Eigentlich läuft gerade die Medien-Abschlusskonferenz des Nationalen Forschungsprogramms zu Covid-19 (NFP 78) im Youtube-Stream. Doch irgendwie wirkt Marcel Salathé, Präsident der Leitungsgruppe des NFP 78, als wär er Keanu Reeves im Film «Speed» und müsste wie dieser die Geschwindigkeit eines Busses auf über fünfzig Meilen pro Stunde halten. Speed, also Geschwindigkeit, wird an diesem Dienstagmorgen in Bern gerade zum neuen Mantra der Wissenschaft erklärt.

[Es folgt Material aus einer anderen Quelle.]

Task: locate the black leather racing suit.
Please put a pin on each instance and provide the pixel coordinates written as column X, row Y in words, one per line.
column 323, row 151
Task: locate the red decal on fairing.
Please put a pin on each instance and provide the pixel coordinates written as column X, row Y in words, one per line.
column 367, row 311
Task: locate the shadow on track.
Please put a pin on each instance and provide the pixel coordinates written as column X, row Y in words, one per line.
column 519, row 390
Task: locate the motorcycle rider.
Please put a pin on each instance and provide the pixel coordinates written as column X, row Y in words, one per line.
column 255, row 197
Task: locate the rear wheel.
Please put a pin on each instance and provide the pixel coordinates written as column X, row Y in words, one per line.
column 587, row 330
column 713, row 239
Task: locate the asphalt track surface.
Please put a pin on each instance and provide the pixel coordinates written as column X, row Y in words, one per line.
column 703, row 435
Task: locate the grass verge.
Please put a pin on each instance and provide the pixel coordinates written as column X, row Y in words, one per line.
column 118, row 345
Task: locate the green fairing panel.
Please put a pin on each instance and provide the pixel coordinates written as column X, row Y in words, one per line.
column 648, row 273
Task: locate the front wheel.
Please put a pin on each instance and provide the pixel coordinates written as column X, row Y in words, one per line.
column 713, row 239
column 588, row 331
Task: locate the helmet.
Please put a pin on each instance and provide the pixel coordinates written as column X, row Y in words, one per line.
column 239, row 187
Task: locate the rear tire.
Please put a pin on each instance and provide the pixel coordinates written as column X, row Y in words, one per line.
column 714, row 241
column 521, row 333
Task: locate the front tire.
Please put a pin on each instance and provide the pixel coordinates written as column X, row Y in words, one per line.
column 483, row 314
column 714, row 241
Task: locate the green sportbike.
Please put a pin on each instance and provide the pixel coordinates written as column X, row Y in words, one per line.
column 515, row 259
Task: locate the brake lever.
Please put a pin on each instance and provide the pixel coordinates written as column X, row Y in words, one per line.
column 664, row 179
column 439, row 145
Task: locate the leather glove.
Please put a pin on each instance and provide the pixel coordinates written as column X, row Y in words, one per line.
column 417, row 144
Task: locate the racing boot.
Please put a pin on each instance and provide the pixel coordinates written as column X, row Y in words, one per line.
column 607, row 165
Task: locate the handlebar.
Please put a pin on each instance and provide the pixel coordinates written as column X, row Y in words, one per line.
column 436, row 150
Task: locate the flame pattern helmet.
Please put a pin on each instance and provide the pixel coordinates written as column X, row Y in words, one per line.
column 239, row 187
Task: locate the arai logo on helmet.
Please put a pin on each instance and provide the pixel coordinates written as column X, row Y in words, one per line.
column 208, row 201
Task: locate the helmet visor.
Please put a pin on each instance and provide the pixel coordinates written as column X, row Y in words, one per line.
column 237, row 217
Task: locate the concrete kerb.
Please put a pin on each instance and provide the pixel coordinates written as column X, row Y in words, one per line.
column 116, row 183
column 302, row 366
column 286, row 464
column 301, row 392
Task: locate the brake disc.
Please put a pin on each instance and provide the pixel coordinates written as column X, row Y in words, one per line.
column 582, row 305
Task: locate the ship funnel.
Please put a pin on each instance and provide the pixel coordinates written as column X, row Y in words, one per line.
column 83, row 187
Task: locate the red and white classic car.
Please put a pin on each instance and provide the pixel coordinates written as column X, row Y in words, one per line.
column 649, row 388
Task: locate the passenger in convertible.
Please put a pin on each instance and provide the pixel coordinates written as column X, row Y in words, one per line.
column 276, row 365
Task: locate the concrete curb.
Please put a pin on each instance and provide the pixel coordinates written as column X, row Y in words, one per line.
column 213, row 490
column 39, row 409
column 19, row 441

Wie schnell man doch reagiert habe, betonen auch Nicolas Rodondi, ebenfalls aus der Leitungsgruppe, und Linda Nartey, Vizedirektorin des BAG: Die WHO erklärte am 11. März 2020 Covid-19 zur weltweiten Pandemie, nur wenige Wochen später lancierte der Nationalfonds das NFP 78: 28 Projekte rund um das Virus Sars-CoV-2, seine Übertragungswege und Bekämpfung, 200 beteiligte Forschende, Resultate in nur zweieinhalb Jahren Laufzeit. Der «Jahrhundertkrise» sei man mit einer Beschleunigung der Wissenschaft entgegengetreten, «im Blindflug gestartet» zwar, aber dann: Forschungsresultate im Wochen-, ja, Tagestakt veröffentlicht! Salathé ist begeistert von den Preprint-Servern, die es ermöglichten, Erkenntnisse noch ungeprüft zu veröffentlichen. Im Schnitt geschah das sieben Monate vor der Publikation in einer Fachzeitschrift, die auf Peer-Review-Prozesse setzt, um Resultate zu überprüfen.
Die möglichst rasche Verbreitung der Ergebnisse wird auch im offiziellen Synthesebericht zum Hauptziel deklariert, strategisch kommuniziert via Twitter. Die Plattform, so wird stolz angemerkt, hat die NFP-78-Forschenden (und nicht zuletzt Salathé) zu öffentlichen Expert:innen gemacht. Da Twitter-Nachfolger X «an Glaubwürdigkeit eingebüsst» habe, sei man jetzt auf Mastodon unterwegs – eine offenbar unbefriedigende, da gefährlich bremsende Situation; aktuell fänden sich viele Forschende «ohne einen schnellen und flexiblen Kommunikationskanal wieder».
Rascher, flexibler, überhaupt: effizienter soll die Forschung künftig werden. Das NFP 78 hat da gewisse Mängel offengelegt. Long Covid etwa wurde erst als Problem erkannt, als die Forschungsgelder bereits verteilt waren. Auch die Zusammenarbeit zwischen Wissenschaft und Behörden soll gestärkt werden, Salathé spricht von Institutionalisierung. Das Modell der beratenden «Task-Force» sei überholt, stattdessen müssten interdisziplinäre wissenschaftliche Netzwerke aufgebaut werden, aus denen sich im akuten Krisenfall rasch ein Ad-hoc-Krisenstab bilden lasse. Preprint-Server und soziale Medien hätten gezeigt, das sich neue Erkenntnisse quasi in Echtzeit verbreiten liessen, heisst es dazu im Synthesebericht: eine «hohe Beschleunigung» von Forschung sei möglich und verspreche einen «neuen Effizienzstandard». «Wo kann die Geschwindigkeit künftig für andere Prozesse mitgenommen werden?», verdeutlicht Salathé die Forderung und meint damit explizit auch ethische Entscheide. Die Bilanz ist klar: In der heutigen Welt ist die Krise das neue Normal, entsprechend lautet das neue «operative Paradigma» der Forschung: Allzeit bereit!
Das Sequel zu «Speed» hiess übrigens «Cruise Control». Ob der Beschleunigungsimperativ für die Wissenschaft der richtige Ansatz ist, um die Kontrolle über den Kurs der Forschung zu behalten?